“This situation is far from ideal—I feel like I should DO SOMETHING!”
To my ECP colleagues: How often do you either find yourself feeling or saying this or hear your friends and colleagues say it? Is it said about COVID-19, vaccine education efforts, protecting the Affordable Care Act, climate change, physician mental health, or other topics in need of attention and support?
Welcome to advocacy.
In large part because of the leadership and education brought to me by ACP and my state chapter, being engaged in advocacy has become a vitally important aspect of my own professional and personal identity. I can trace the origins of this call to participate to Spring 2017 when the ACA and coverage for preexisting conditions were under political attack. My identities as a trained physician and mother of a former preemie with preexisting conditions quickly merged to fuel my desire—my need—to speak up and do something.
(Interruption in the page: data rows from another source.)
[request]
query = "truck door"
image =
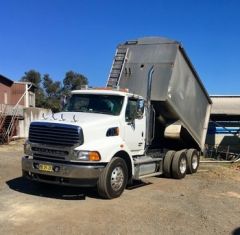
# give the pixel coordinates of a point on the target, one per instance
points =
(135, 126)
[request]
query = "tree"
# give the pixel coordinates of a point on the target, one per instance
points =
(52, 93)
(33, 77)
(48, 92)
(73, 81)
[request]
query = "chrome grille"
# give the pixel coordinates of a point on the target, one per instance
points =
(55, 134)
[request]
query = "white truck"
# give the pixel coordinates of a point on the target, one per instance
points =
(150, 119)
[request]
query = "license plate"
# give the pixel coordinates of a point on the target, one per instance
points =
(44, 167)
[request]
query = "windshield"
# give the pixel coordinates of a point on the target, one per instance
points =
(106, 104)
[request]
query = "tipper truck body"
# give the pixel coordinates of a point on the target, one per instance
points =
(150, 119)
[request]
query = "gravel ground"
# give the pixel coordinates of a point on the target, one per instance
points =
(204, 203)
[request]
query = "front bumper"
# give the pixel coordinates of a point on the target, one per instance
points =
(67, 174)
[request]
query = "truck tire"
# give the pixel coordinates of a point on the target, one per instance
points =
(113, 179)
(179, 165)
(167, 163)
(193, 161)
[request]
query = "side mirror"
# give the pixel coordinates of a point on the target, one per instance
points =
(140, 109)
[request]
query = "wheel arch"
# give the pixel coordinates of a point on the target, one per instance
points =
(125, 156)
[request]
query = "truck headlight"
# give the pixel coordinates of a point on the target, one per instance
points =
(27, 148)
(87, 155)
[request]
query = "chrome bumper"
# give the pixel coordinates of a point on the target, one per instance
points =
(65, 174)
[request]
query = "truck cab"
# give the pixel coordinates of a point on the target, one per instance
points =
(74, 147)
(110, 136)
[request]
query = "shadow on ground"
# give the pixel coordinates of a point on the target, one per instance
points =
(23, 185)
(26, 186)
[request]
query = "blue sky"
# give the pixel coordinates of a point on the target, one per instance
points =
(55, 36)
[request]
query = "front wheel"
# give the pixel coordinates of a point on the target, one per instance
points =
(193, 161)
(113, 179)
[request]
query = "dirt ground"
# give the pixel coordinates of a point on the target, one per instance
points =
(204, 203)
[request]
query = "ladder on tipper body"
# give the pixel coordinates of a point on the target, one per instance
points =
(117, 67)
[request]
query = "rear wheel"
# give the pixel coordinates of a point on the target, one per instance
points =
(179, 165)
(193, 161)
(113, 179)
(167, 163)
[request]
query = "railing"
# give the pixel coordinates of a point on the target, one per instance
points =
(14, 112)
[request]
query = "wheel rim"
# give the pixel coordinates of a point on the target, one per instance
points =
(117, 178)
(194, 162)
(183, 165)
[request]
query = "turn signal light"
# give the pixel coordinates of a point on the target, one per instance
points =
(94, 156)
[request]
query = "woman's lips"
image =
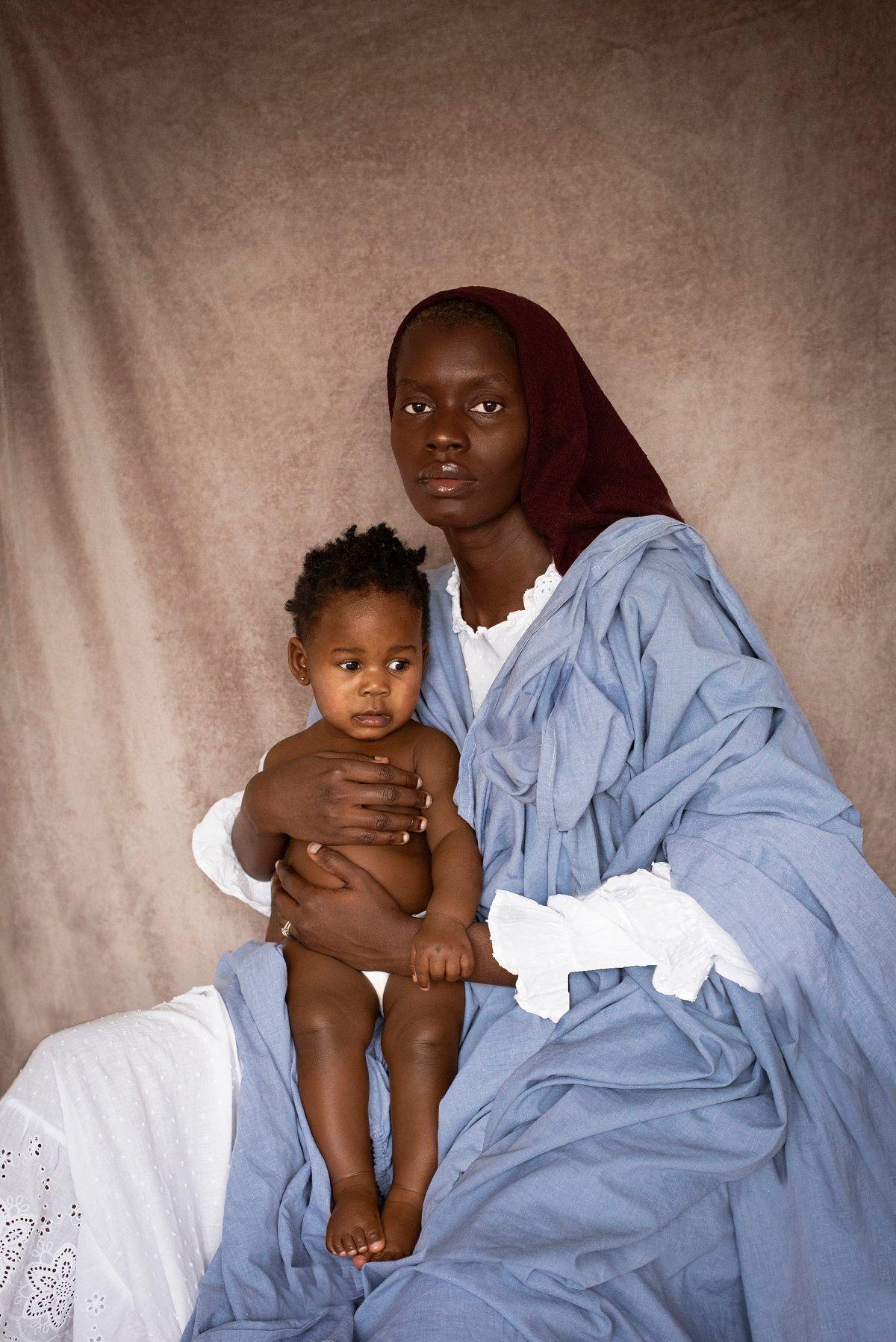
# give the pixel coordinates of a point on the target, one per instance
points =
(448, 486)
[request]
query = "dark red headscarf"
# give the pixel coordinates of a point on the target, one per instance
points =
(584, 470)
The call or pull to “do something” is a theme I frequently hear repeated from other physicians who have been drawn to advocacy efforts. In discussing with friends and colleagues around the country, even when the hours are short and the list of competing obligations is long, our advocacy work often feels like the most hands-on work we do with tangible short- and long-term benefits. Amidst the exhaustion and constrained bandwidth of pandemic life, advocacy frequently lights the fire.
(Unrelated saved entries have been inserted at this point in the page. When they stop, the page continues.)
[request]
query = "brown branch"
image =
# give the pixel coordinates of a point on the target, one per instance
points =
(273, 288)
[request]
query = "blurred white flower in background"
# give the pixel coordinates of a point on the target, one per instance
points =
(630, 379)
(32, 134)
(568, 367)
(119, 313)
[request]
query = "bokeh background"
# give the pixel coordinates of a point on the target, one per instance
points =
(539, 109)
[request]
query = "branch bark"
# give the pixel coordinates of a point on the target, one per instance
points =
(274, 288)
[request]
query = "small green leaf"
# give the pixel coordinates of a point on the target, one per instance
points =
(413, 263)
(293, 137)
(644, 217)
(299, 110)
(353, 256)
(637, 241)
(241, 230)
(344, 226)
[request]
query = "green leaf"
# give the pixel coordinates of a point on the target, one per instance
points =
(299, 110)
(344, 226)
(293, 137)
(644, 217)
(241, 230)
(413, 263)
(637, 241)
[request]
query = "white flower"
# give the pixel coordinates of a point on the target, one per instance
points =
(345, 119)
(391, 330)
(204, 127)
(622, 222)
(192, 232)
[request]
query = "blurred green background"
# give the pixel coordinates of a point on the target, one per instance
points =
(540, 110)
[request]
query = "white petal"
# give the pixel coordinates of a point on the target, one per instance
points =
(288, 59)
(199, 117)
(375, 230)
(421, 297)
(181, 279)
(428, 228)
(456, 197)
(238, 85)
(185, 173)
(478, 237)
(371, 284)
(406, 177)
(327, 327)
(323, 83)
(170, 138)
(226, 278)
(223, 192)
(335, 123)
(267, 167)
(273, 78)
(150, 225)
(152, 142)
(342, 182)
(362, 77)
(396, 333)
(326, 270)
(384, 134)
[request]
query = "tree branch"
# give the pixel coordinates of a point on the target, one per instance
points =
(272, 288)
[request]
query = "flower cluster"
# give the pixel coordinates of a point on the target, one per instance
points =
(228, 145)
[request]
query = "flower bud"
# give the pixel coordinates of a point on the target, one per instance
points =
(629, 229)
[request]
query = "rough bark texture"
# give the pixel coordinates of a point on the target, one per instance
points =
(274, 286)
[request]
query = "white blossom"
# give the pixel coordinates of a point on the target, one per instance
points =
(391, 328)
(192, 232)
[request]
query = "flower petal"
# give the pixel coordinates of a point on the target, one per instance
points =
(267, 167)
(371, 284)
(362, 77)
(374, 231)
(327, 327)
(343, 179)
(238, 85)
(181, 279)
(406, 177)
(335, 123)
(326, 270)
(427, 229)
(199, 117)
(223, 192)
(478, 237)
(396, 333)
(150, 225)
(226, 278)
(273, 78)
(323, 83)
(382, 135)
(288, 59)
Thankfully, ACP at the national and state levels has a vibrant track record of promoting physician-led advocacy, including hosting the Advocates for Internal Medicine Network. The resources available through ACP continue to expand and complement such events as the annual ACP Leadership Day in Washington, DC. One of the newest efforts is an advocacy toolkit being created by passionate and dedicated members of the Council of Student Members, the Council of Resident/Fellow Members, and the CECP. The toolkit will be disseminated to chapters and will include sections on specific avenues for engaging in advocacy, including audio-visual, print, and social media.
Finally, it is not sufficient to only encourage or teach physician advocacy actions. We also need to recognize, legitimize, and honor these actions as stakeholders and mentors in medicine when, for example, reviewing CVs, considering promotion eligibility, and nominating for awards. This is especially important for women, underrepresented minorities, and other disenfranchised members of the health professions who already pay the “mommy tax” and “minority tax” working their unfair share of unpaid and unrewarded hours.
I hope you will see ACP as your home base for physician-led advocacy, and I look forward to connecting in these important endeavors through our community of ECP members.